Core Intel Fusion uses AWS Cognito for authentication. Users sign in with an email address and password. Multi-Factor Authentication (MFA) is supported and can be enabled for your organization, adding a second authentication factor via authenticator apps such as Google Authenticator or Authy. Role-based access control (admin, analyst, viewer) governs what each user can see and do within the application.
Technical
20. Does Core Intel Fusion offer API access?
API access capabilities are on the product roadmap. If programmatic access to overlap data, source information, or recommendations is a priority for your organization, please contact support@progrediai.com to discuss your requirements and timeline.
21. Can Core Intel Fusion integrate with my existing SIEM or SOAR platform?
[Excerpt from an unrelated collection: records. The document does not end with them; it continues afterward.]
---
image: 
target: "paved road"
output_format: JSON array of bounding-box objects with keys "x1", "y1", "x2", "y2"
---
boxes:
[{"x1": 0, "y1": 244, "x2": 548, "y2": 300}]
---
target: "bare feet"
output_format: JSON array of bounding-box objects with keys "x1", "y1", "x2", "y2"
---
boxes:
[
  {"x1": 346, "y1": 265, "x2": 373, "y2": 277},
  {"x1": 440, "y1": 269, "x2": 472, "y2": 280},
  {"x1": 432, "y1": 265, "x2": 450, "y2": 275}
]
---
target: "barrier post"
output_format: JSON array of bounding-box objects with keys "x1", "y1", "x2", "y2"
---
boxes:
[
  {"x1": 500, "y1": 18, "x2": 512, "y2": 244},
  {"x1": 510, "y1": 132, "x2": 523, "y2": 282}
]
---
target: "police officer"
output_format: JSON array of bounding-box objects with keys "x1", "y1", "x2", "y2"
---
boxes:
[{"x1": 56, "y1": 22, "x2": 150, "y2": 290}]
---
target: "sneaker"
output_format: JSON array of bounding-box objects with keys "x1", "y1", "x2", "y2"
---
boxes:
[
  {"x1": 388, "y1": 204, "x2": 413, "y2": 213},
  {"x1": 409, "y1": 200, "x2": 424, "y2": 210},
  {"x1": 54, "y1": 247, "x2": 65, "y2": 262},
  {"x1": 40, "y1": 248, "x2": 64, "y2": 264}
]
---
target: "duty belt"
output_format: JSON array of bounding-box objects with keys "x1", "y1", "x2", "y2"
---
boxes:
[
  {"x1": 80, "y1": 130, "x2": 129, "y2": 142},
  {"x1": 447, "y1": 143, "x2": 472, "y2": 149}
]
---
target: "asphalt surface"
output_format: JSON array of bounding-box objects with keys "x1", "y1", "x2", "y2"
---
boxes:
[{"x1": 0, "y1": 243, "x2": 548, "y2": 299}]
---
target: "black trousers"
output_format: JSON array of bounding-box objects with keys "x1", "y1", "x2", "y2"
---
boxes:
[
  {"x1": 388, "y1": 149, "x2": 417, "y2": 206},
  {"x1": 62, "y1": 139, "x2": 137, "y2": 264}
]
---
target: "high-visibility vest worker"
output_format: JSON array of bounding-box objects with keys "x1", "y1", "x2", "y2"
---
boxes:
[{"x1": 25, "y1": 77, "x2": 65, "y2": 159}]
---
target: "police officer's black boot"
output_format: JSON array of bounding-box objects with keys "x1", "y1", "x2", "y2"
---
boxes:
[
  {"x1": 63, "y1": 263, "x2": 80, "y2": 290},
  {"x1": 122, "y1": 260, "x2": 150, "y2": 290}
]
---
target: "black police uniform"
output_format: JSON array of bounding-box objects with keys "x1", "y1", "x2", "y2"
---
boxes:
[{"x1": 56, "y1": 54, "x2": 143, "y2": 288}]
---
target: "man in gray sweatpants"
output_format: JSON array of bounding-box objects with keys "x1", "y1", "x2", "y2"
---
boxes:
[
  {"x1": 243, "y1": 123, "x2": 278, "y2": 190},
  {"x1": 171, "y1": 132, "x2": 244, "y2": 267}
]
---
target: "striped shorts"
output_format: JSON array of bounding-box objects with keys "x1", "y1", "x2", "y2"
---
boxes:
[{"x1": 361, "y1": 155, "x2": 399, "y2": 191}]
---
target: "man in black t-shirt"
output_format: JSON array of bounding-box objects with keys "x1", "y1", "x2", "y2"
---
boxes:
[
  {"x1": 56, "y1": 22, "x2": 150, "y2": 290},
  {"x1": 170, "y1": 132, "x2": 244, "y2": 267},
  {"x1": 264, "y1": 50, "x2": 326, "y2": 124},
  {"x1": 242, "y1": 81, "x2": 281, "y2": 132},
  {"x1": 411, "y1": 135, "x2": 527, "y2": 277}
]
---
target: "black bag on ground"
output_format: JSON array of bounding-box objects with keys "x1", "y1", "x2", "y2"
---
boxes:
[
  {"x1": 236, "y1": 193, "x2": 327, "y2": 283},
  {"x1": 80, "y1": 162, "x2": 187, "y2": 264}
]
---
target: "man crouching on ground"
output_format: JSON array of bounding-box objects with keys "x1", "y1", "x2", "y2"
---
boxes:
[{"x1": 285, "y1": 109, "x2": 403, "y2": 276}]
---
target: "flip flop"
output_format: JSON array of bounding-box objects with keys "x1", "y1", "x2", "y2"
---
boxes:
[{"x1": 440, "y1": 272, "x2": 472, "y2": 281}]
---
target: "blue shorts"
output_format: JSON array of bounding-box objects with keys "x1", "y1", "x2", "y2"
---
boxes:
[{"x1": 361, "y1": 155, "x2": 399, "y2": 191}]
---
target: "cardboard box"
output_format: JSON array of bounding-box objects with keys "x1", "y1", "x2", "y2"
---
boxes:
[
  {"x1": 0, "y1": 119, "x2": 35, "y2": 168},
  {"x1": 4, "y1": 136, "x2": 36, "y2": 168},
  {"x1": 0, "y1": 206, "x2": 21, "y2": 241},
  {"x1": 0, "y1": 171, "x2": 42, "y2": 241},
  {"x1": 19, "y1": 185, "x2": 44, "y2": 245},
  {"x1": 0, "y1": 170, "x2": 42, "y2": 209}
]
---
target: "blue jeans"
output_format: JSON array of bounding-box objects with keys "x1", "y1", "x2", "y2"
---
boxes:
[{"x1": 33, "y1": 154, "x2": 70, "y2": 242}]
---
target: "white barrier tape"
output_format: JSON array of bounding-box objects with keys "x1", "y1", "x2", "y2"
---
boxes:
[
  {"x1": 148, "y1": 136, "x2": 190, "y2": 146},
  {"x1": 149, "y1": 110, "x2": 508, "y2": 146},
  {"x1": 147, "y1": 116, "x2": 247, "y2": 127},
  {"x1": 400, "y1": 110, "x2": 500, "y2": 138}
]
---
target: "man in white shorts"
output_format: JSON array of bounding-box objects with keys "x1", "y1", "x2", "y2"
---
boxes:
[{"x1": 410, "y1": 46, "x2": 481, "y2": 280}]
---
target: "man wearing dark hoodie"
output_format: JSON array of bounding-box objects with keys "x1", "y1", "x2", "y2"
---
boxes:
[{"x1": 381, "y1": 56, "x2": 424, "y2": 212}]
Direct integrations with SIEM and SOAR platforms are planned for future releases. Core Intel Fusion is designed as a portfolio optimization layer that complements your existing security tooling. Integration capabilities will enable you to push recommendations and portfolio insights directly into platforms like Splunk, Sentinel, Cortex XSOAR, and others. Contact support@progrediai.com to express interest and help prioritize specific integrations.
22. Can I export data from Core Intel Fusion?
Export capabilities are being developed to support common formats for reporting and downstream integration. If you have an immediate export need, contact support@progrediai.com and our team can assist.
Support
23. How do I get help with Core Intel Fusion?
Contact the Progredi Systems support team at support@progrediai.com. When submitting a request, include your username, a description of the issue, and any relevant screenshots. The System Information panel on the Settings page contains version and environment details that are helpful for troubleshooting -- include those if possible.
24. How do I report a bug?
Send an email to support@progrediai.com with the subject line "Bug Report" and include:
- A description of the issue
- Steps to reproduce the behavior
- What you expected to happen vs. what actually happened
- Screenshots or screen recordings if applicable
- System Information from the Settings page
Our team will acknowledge your report and provide a timeline for resolution.
25. How do I request a new feature?
Send your feature request to support@progrediai.com with the subject line "Feature Request." Describe the capability you are looking for and how it would benefit your workflow. Feature requests are reviewed during our planning cycles, and we prioritize based on customer impact and alignment with the product roadmap.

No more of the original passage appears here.